An art installation is to be unveiled at St Giles Cathedral in Edinburgh to mark Remembrance Week 2018.
Alison Kinnaird has been invited to show her installation ‘Unknown’ from 1-15 November.
This artwork is the artist’s response to the present state of conflict in so many parts of the world and the fact that we never seem to learn from the experiences of the past.
Glass seemed the ideal medium in which to comment on the fragility of human life in war.
This work was completed over a three-year period, and is made up of many uniquely engraved soldiers arranged in ranks – though they appear uniform, each is an individual.
There are references to the Terracotta Army of the Chinese emperors, as well as fairground shooting galleries. Also included are a number of civilian figures – ‘collateral damage’ affects us all.
Kinnaird combines the ancient art of wheel-engraving with modern techniques of water-jet cutting, sand-blasting, LED lighting, and hand painting on the textile background.
The installation was initially exhibited in the Scottish Parliament in 2014, before going on display in various venues in Scotland; touring a number of Art Galleries, Museums and National Trust properties, in association with Poppy Scotland.
Alison has an international reputation as an artist working in glass.

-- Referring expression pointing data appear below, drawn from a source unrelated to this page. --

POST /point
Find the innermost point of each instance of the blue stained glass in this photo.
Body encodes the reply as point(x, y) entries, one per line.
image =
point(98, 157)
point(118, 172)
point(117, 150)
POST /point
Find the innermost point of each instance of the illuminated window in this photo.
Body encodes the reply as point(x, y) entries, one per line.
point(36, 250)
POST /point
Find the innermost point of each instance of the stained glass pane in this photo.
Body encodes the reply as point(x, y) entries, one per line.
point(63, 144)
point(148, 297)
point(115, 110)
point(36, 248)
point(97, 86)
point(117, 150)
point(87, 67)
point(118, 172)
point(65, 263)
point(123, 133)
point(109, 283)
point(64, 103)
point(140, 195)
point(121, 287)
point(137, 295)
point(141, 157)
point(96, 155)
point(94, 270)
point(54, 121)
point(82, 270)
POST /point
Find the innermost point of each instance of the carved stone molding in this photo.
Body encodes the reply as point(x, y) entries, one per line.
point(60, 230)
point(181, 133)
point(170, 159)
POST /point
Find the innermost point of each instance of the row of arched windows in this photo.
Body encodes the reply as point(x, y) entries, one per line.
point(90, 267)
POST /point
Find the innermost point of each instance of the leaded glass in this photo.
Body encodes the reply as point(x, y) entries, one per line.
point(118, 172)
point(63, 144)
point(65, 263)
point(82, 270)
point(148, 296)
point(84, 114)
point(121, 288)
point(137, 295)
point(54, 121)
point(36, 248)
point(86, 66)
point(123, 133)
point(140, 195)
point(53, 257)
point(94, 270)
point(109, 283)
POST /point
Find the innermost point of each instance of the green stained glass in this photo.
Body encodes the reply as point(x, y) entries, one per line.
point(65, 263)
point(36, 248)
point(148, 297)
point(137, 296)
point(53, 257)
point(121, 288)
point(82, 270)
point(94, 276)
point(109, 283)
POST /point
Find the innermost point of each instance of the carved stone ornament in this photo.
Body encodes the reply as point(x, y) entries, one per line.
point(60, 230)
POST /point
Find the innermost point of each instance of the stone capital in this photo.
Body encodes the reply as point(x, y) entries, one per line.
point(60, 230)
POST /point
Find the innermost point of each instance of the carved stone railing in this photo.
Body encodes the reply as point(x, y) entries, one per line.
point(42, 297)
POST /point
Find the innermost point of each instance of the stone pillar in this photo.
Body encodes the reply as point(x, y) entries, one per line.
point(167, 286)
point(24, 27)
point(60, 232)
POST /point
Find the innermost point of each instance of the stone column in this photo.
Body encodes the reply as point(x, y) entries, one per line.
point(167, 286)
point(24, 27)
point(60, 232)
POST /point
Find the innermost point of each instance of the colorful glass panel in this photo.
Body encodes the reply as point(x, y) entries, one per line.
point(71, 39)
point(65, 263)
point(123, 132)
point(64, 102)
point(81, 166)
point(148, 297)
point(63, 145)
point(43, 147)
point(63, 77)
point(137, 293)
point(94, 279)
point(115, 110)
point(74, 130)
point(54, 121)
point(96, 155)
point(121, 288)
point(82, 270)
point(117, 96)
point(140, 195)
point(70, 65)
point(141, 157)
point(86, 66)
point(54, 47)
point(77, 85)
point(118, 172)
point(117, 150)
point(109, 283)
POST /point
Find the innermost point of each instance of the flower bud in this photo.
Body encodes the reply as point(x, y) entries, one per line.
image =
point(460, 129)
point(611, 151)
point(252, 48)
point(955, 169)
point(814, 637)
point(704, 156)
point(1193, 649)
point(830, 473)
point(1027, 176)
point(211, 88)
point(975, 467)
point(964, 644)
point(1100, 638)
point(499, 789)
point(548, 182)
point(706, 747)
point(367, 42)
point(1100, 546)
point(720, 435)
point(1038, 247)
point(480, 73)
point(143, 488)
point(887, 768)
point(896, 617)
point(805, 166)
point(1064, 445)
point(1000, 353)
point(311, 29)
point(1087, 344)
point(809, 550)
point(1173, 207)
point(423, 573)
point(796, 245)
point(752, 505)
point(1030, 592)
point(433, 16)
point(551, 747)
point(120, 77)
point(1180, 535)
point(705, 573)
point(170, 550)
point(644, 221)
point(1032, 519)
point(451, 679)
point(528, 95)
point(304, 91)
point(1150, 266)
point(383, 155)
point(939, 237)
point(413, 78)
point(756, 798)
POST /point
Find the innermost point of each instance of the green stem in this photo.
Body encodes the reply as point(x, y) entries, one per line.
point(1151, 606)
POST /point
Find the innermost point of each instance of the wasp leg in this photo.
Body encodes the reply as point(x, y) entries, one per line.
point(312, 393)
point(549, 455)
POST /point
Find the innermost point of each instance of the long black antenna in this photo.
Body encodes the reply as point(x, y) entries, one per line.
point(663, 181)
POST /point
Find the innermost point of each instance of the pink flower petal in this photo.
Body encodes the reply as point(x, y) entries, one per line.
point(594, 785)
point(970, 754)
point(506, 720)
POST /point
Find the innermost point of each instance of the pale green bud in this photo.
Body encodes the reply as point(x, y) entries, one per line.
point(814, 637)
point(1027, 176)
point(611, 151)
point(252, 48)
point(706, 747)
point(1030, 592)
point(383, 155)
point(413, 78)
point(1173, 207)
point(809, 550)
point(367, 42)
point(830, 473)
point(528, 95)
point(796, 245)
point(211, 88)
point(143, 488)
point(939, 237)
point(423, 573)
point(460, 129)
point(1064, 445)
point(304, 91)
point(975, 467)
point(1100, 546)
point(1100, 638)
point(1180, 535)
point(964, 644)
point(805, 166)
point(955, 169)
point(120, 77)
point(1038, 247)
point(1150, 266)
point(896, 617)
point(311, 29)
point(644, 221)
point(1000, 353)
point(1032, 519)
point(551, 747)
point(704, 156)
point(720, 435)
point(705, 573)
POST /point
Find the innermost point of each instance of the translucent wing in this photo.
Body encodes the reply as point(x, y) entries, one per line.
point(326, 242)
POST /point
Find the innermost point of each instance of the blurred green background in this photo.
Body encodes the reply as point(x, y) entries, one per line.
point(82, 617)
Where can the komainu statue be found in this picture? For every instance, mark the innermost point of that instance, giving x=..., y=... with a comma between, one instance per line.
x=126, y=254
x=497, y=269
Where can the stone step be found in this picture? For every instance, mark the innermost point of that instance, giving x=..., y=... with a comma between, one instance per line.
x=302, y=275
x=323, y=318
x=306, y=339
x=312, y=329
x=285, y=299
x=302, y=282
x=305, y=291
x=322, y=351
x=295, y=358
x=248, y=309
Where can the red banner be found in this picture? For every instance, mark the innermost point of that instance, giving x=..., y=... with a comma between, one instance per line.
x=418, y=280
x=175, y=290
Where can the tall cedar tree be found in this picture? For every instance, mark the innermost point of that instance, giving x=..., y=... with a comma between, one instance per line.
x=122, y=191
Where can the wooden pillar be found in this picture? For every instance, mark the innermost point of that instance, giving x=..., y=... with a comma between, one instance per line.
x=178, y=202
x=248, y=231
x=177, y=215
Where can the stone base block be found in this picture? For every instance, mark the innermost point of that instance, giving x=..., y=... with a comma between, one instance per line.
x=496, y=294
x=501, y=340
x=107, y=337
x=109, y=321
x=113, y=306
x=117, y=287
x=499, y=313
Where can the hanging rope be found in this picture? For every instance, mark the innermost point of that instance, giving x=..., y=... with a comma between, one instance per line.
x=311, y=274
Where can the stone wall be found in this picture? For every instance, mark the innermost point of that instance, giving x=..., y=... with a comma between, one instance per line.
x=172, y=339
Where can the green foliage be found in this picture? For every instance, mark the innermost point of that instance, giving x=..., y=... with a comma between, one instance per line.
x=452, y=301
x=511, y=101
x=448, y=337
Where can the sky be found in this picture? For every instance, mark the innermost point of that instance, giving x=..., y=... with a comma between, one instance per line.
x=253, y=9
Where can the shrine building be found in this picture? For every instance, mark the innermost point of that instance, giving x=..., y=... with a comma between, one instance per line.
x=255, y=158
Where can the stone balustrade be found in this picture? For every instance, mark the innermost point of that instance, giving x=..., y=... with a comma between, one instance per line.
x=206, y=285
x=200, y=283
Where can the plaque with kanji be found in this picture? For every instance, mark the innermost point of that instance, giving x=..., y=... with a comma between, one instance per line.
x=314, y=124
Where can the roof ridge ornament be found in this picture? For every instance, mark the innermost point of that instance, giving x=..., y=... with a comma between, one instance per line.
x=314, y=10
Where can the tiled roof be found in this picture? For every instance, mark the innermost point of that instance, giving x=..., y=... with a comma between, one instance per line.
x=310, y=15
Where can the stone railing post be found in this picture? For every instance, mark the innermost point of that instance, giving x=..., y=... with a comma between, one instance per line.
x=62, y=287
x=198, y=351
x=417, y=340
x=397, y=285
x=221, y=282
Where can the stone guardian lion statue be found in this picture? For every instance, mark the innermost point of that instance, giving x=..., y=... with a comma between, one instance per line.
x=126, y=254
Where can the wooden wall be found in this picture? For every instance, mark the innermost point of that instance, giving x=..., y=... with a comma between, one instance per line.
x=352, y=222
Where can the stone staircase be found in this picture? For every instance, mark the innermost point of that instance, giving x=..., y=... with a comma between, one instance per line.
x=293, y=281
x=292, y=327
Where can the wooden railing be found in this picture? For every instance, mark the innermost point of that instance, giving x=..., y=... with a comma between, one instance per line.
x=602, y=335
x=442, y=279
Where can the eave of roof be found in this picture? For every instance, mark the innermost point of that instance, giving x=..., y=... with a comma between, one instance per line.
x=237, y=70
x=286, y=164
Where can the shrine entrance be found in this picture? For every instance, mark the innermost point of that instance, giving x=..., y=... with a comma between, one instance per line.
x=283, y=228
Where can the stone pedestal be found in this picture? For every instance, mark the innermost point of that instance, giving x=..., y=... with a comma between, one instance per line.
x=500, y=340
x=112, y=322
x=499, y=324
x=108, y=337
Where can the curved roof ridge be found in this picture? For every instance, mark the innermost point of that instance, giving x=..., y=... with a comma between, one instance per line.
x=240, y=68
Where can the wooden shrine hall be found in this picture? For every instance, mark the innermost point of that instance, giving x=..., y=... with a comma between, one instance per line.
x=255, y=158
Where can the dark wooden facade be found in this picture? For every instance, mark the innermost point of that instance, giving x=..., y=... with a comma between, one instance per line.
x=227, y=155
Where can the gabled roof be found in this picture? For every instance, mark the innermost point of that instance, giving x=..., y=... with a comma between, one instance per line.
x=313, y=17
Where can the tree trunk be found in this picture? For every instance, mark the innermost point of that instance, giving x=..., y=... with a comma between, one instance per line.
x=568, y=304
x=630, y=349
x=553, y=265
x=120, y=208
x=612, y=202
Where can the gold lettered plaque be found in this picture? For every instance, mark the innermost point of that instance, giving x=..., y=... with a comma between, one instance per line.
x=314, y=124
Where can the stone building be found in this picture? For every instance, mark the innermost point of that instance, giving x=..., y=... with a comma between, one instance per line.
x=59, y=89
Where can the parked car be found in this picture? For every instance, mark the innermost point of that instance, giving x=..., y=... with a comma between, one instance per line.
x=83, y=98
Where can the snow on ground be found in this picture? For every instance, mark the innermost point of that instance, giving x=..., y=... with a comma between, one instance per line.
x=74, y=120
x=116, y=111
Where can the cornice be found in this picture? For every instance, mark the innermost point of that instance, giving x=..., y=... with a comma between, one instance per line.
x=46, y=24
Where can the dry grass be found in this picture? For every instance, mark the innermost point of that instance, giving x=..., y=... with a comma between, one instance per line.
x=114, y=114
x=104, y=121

Born in Edinburgh, she studied Archaeology and Celtic Studies at Edinburgh University, but discovered glass-engraving in the studio of Harold Gordon in Forres.
She has work in many public and private collections throughout the world, including the V&A Museum, Corning Museum of Glass, NY and the Scottish National Portrait Gallery.
In 2002 she received a Creative Scotland Award which allowed her to experiment with combining light and glass, resulting in Psalmsong, now in the Scottish Parliament Collection. She also has a parallel career as one of the foremost players of the Sottish harp, and in 1997 was awarded MBE for services to Art and Music.